Pankaj Jainani Blog: January 2019

Wednesday, January 30, 2019

Quick steps to setup Ubuntu GUI & RDP from Windows Machine

Introduction

The post will discuss mainly about provisioning an Ubutu machine on Amazon AWS, setting up GUI on the machine and finally able to do the RDP from the windows machine.

The approach really helped me to cut my cost of running my Machine Learning experiments from the Ubuntu (Linux) machine rather running them from a Windows machine. This actually reduced the bill by whooping 50%.

Step 1: Provision a Ubuntu machine on AWS

As explained in my earlier post, from the documentation we can acquire the Ubuntu machine on Amazon AWS. The tutorial also help with the process to connect to the new machine using Putty tool.

Step 2: Setup GUI on Ubuntu

Once we are successfully login and connected to the Ubuntu machine, execute the following commands in sequence:-

Command 1: sudo apt update

Command 2: sudo apt upgrade

Command 3: sudo sed -i 's/^PasswordAuthentication no/PasswordAuthentication yes/' /etc/ssh/sshd_config

Command 4: sudo /etc/init.d/ssh restart

Command 5: sudo passwd ubuntu (this will ask for password reset for user'ubuntu'. Remember it!)

Command 6: sudo apt install xrdp xfce4 xfce4-goodies tightvncserver

Command 7: echo xfce4-session > /home/ubuntu/.xsession

Command 8: sudo cp /home/ubuntu/.xsession /etc/skel

Command 9: sudo sed -i '0,/-1/s//ask-1/' /etc/xrdp/xrdp.ini

Command 10: sudo service xrdp restart

Command 11: reboot

Step 3: Configure and Save Connections from Putty

Enable tunneling from the putty to use the localhost port# 8888 (just an e.g.) to the Ubuntu machine RDP port# 3389. Here we also need to use the Private IP of the remote machine and map its port# 3389 to the tunnel. Save the connection for connecting with the machine multiple times later.

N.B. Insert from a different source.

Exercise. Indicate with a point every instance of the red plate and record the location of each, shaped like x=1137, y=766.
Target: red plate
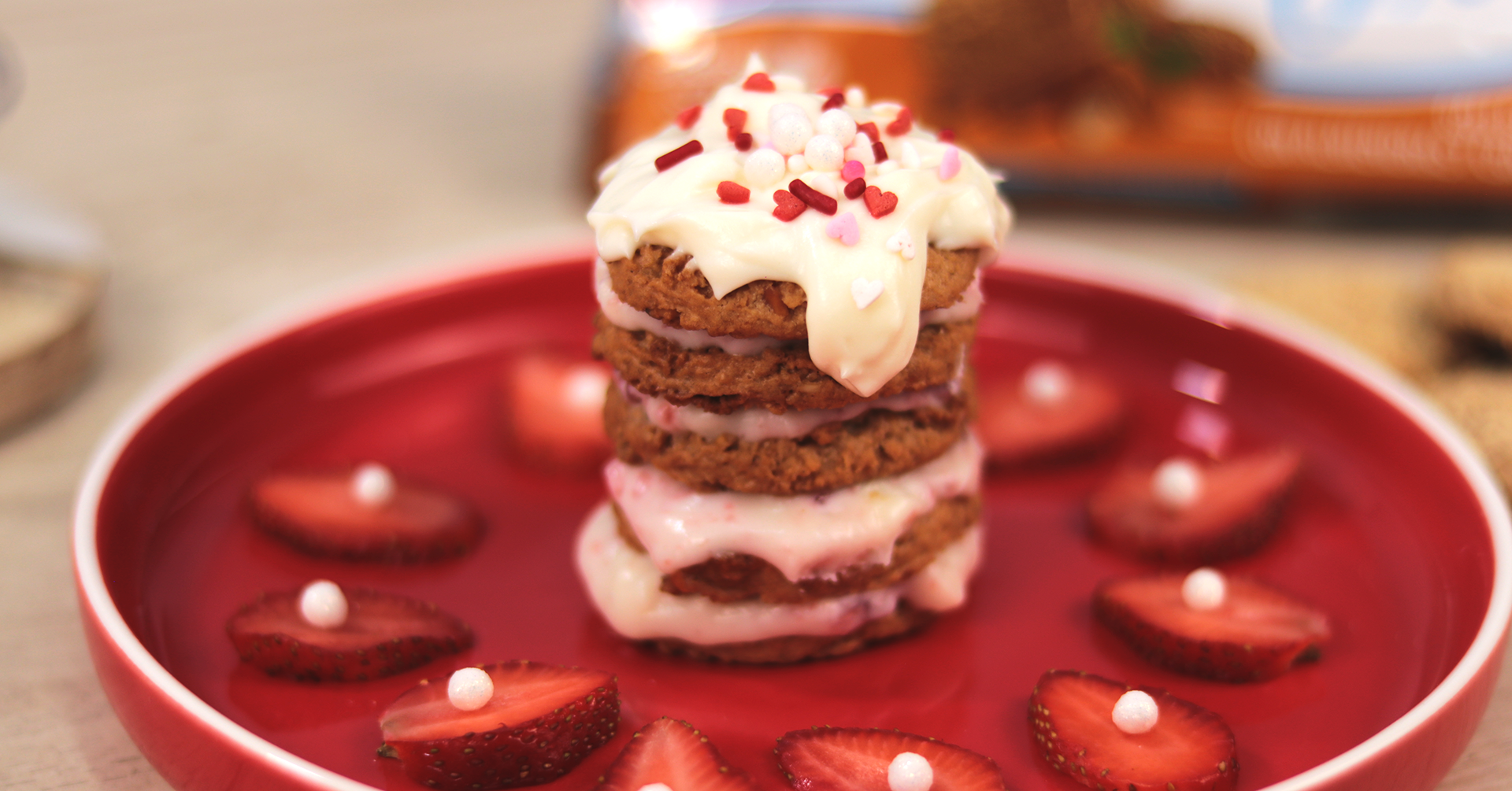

Step 4: Connecting Via Windows machine

Again connect to the remote machine by “Load” the above saved putty configuration.

Once connected to machine using putty, use RDP (Run -> mstsc.exe) to connect to the remote machine by using: localhost:8888 in ‘computer’ field. This is the port# which I have used to enable tunneling via local computer.

Once connected – it will prompt for ‘ubuntu’ password which we configured in Step#2, command 5. Upon successful login we will be connected to the Ubuntu GUI from our Windows via RDP.

Conclusion

Once I was able to setup my Ubuntu GUI machine, then I further installed Visual Studio code as an IDE for my experiments and development and later installed my ML Docker image to have a fully functional Python and TensorFlow development environment.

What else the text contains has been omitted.